Senator Edward M. Kennedy said in 1966:

“I remember that I was in Geneva at a conference on refugees and I wanted to see what had occurred, so I flew in to Florence for the day. I got to the library about 5 PM and I looked down into the flooded area. There was no electricity and massive candles had been set up to provide the necessary light to rescue the books.

“It was terribly cold and yet I saw students up to their waists in water. They had formed a line to pass along the books so that they could be retrieved from the water and then handed on to a safer area to have preservatives put on them. Everywhere I looked in the great main reading room, there were hundreds and hundreds of young people who had all gathered to help.

“It was as if they knew that this flooding of the library was putting their soul at risk. I found it incredibly inspiring to see this younger generation  all united in this vital effort. It reminded me of the young people in the United States who responded with the same determination as they became involved in the civil rights movement.

“I was still shivering as I boarded the plane that took me back to Geneva, but I couldn’t stop thinking of the impressive solemnity of that scene – of all those students, oblivious to the biting cold and the muddy water, quietly concentrating on saving books in the flickering candlelight.

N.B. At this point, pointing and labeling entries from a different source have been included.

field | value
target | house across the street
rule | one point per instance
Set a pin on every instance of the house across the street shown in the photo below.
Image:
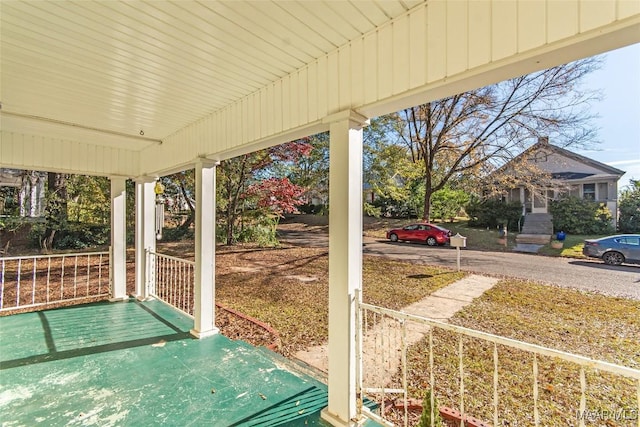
(567, 172)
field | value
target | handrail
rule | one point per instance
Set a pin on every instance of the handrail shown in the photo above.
(381, 365)
(520, 345)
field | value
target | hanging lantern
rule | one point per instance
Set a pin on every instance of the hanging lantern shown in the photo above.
(159, 189)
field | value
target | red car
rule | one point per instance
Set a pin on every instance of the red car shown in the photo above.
(431, 234)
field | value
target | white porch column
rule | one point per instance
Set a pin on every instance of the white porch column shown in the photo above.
(205, 234)
(118, 238)
(345, 261)
(145, 230)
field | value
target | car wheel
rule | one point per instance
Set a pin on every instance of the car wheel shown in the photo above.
(613, 258)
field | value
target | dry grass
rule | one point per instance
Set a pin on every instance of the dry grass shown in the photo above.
(599, 327)
(288, 288)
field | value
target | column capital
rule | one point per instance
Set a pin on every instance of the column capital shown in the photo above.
(356, 119)
(144, 179)
(122, 177)
(206, 162)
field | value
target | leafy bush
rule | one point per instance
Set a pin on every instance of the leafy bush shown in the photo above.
(369, 210)
(258, 229)
(493, 213)
(574, 215)
(73, 235)
(447, 203)
(629, 206)
(310, 208)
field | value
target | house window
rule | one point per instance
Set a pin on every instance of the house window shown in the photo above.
(603, 191)
(575, 191)
(589, 191)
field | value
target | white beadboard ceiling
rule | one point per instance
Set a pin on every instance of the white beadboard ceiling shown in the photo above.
(127, 68)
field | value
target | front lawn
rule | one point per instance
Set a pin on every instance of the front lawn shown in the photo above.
(288, 288)
(595, 326)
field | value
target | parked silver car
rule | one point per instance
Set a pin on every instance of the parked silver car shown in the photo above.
(614, 250)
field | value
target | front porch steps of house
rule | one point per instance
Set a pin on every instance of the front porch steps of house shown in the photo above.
(536, 232)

I will never forget it.”

Angelli del Fango in Genoa (photo: http://italia-24news.it)
Angeli del Fango in Genoa in 2014 (photo: http://italia-24news.it)

“[It] was the international community that worked to try to save Florence, this unique patrimony that belonged to the whole world,” said Mario Primicerio, former mayor of Florence on the 30th anniversary of the Florence Flood.

Cleaning up in Genoa (photo: unionesarda.it)
Cleaning up in Genoa (photo: unionesarda.it)

The fall of 2014 has been one of the wettest on record throughout northern Italy. The Arno is rising, but the cities that have seen the worst floods are Genoa and Massa Carrara. Genoa now in the eye of the storm is where a new generation of Mud Angels is coming to the aid of the port city.

Mud Angels in Massa Carrara (photo: lanazione.it)
Mud Angels in Massa Carrara (photo: lanazione.it)

Each day more Mud Angels are joining the struggle in the Liguria region. Most are high school and university students living in Genoa, but they are also from Eastern Europe and Africa and Italy.

Unlike the word-of-mouth organization of the Angeli del Fango of 1966, the modern angels are using social media, Facebook and Twitter, to put out the word about where the needs are greatest. As the rain moves east the Mud Angels will be helping  in the hamlets and towns along the Po Valley. The spirit of world’s youth is answering the call of people in distress and once again they are saving great works of artistic and historical significance.